Chronic pain may permanently shrink the brain
The Northwestern University team had previously shown patients with back pain had decreased activity in the same brain region called the thalamus.
This area is known to be important in decision-making and social behaviour.
The team’s current study in the Journal of Neuroscience suggests some of the changes may be irreversible and render pain treatment ineffective.
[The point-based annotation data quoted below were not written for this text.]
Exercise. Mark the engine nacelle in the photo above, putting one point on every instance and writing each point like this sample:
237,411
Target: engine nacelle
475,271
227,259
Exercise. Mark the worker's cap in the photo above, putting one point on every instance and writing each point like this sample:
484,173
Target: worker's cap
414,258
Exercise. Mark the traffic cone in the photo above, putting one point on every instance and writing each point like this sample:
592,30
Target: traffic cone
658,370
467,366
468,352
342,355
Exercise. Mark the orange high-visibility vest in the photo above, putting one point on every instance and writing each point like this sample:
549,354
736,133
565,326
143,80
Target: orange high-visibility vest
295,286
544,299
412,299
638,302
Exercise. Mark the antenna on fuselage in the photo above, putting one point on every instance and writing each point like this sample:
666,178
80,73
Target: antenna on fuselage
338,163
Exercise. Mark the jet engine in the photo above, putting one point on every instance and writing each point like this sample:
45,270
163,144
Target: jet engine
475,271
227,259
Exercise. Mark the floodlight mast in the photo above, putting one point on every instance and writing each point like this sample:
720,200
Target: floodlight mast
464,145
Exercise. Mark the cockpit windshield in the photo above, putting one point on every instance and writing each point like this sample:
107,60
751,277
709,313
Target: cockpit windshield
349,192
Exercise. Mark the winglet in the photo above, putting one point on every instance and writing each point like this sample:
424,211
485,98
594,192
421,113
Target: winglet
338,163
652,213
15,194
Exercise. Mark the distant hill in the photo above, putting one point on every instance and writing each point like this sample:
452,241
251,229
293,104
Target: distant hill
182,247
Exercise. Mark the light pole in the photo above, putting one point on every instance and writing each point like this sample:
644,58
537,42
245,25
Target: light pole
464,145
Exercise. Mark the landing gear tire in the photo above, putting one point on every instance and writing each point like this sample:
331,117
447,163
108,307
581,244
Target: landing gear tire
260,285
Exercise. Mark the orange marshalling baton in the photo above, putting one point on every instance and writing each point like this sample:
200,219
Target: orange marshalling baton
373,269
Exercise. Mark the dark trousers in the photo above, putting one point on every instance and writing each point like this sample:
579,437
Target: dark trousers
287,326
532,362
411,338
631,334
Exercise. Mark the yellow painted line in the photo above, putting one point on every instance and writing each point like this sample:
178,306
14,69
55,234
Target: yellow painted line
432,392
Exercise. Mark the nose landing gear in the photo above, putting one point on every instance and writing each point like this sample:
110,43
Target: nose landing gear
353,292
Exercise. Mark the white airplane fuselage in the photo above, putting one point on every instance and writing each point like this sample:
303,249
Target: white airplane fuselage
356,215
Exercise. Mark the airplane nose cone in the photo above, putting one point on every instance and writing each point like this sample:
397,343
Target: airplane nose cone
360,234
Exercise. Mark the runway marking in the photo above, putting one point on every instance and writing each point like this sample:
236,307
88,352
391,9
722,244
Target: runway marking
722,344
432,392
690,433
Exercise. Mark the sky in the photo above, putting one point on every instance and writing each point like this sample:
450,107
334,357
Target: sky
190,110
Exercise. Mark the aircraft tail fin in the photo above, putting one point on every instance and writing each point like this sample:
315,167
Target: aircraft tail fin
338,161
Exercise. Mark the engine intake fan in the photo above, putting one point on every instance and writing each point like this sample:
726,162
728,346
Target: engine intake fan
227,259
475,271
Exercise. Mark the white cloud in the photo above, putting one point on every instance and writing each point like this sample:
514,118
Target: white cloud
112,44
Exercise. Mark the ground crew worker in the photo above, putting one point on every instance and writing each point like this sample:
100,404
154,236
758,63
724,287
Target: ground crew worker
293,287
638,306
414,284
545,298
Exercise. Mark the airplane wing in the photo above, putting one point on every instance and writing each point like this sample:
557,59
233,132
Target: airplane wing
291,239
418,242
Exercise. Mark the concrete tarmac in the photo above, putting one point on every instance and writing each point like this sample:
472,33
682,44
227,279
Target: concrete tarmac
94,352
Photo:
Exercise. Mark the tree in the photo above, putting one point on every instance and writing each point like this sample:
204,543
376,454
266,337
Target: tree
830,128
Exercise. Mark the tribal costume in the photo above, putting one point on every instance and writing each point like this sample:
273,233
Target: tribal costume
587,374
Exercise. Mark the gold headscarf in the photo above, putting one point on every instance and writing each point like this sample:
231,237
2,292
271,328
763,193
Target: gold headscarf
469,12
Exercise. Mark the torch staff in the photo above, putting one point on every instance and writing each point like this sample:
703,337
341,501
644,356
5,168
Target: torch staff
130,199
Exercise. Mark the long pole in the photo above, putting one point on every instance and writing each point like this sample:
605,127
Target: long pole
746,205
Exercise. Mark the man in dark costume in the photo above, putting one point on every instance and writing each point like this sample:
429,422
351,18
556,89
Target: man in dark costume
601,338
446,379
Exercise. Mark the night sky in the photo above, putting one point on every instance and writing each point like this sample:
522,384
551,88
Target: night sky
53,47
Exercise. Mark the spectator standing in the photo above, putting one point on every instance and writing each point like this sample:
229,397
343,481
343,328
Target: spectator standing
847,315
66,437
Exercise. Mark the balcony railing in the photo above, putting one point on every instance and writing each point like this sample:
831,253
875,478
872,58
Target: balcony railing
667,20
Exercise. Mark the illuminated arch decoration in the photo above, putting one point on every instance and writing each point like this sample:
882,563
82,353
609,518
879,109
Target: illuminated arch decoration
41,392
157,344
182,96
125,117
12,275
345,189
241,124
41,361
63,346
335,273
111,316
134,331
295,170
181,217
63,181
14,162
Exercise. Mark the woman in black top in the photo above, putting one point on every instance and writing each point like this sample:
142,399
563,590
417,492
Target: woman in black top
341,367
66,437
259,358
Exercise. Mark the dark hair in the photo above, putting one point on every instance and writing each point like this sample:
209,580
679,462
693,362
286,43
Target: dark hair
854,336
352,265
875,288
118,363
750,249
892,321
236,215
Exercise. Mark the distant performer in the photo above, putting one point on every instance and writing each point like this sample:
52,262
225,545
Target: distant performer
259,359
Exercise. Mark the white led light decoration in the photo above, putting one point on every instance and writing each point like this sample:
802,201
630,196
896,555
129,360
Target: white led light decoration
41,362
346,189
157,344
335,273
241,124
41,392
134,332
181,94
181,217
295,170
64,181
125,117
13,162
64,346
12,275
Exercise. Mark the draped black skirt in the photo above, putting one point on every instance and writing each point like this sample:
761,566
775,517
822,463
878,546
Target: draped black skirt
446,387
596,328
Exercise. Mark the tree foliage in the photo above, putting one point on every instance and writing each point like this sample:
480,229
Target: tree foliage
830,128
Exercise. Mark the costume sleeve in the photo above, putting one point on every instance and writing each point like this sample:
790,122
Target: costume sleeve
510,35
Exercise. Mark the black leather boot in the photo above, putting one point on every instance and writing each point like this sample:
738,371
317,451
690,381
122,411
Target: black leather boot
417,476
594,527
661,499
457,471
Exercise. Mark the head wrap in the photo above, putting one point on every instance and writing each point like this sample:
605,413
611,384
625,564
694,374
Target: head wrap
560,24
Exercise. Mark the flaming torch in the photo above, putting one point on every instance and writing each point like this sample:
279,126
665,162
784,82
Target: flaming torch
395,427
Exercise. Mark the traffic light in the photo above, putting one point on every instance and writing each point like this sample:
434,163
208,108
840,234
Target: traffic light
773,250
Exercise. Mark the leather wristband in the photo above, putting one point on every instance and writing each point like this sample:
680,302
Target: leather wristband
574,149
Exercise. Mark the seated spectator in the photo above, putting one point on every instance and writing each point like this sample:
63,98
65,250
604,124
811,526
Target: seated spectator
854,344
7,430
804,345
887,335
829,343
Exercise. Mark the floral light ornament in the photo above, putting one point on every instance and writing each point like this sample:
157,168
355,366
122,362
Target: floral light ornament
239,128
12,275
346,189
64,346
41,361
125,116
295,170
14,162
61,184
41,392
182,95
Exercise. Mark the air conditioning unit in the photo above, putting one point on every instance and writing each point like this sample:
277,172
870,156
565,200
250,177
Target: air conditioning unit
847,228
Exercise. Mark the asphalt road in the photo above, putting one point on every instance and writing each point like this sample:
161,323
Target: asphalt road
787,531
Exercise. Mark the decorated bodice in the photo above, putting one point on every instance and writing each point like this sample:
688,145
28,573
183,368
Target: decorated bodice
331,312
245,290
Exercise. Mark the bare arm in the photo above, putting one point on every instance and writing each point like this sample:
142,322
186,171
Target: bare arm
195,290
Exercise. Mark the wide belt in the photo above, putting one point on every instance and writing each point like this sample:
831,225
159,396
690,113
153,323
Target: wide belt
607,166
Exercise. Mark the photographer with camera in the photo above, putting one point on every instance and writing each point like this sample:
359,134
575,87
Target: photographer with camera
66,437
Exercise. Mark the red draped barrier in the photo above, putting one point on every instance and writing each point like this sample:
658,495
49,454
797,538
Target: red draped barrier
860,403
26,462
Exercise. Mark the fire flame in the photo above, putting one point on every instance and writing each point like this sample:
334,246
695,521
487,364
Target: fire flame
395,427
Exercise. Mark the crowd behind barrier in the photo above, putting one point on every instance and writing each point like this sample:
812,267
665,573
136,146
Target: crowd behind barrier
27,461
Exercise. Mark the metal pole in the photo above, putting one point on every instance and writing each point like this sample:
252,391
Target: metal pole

More research is needed, they say.
Shrinkage
If true, it makes it all the more important to treat pain early to prevent any permanent change, say Dr Vania Apkarian and colleagues.
They scanned the brains of 26 patients with chronic back pain and 26 healthy people.
The patients with chronic pain caused by damage to the nervous system showed shrinks in the brain by as much as 11% – equivalent to the amount of gray matter that is lost in 10-20 years of normal aging.
Dr Nigel Lawes, senior lecturer in biomedical science at St Georges Medical School
The decrease in volume, in the prefrontal cortex and the thalamus of the brain, was related to the duration of pain.Every year of pain appeared to decrease gray matter by 1.3 cubic centimetres.
What the researchers now need to find out is whether this loss is permanent or whether it can be reversed with treatment.
Dr Apkarian said: “It is possible that some of the observed decreased gray matter shown in this study reflects tissue shrinkage without substantial neuronal loss, suggesting that proper treatment would reverse this portion of the decreased brain matter.”
Permanent loss?
But Dr Apkarian said other research in rats had shown that spinal cord neurons die, which suggests the brain changes could be irreversible.
Dr Nigel Lawes, senior lecturer in biomedical science at St Georges Medical School, London, said: “This is a very interesting study.
“Other imaging studies have shown in chronic pain conditions these areas of the brain are less active, so it does correspond with what other people have found.”
He said the brain areas involved, which control decision making such as how to consciously move the body, might be important.
He said people with chronic back pain tended to move in automatic ways that perpetuate the pain.
Therapies to teach people how to pay attention to and control their movement to limit this pain might help, he said.
“Studies could look at whether any of these therapies improve the way they cope with their pain, do you reverse the underactivity in that part of the brain and, after you have reversed it for long enough, will that then change the brain volume?
“It might well be that it is reversible, but that depends on whether they get the right treatment or not.”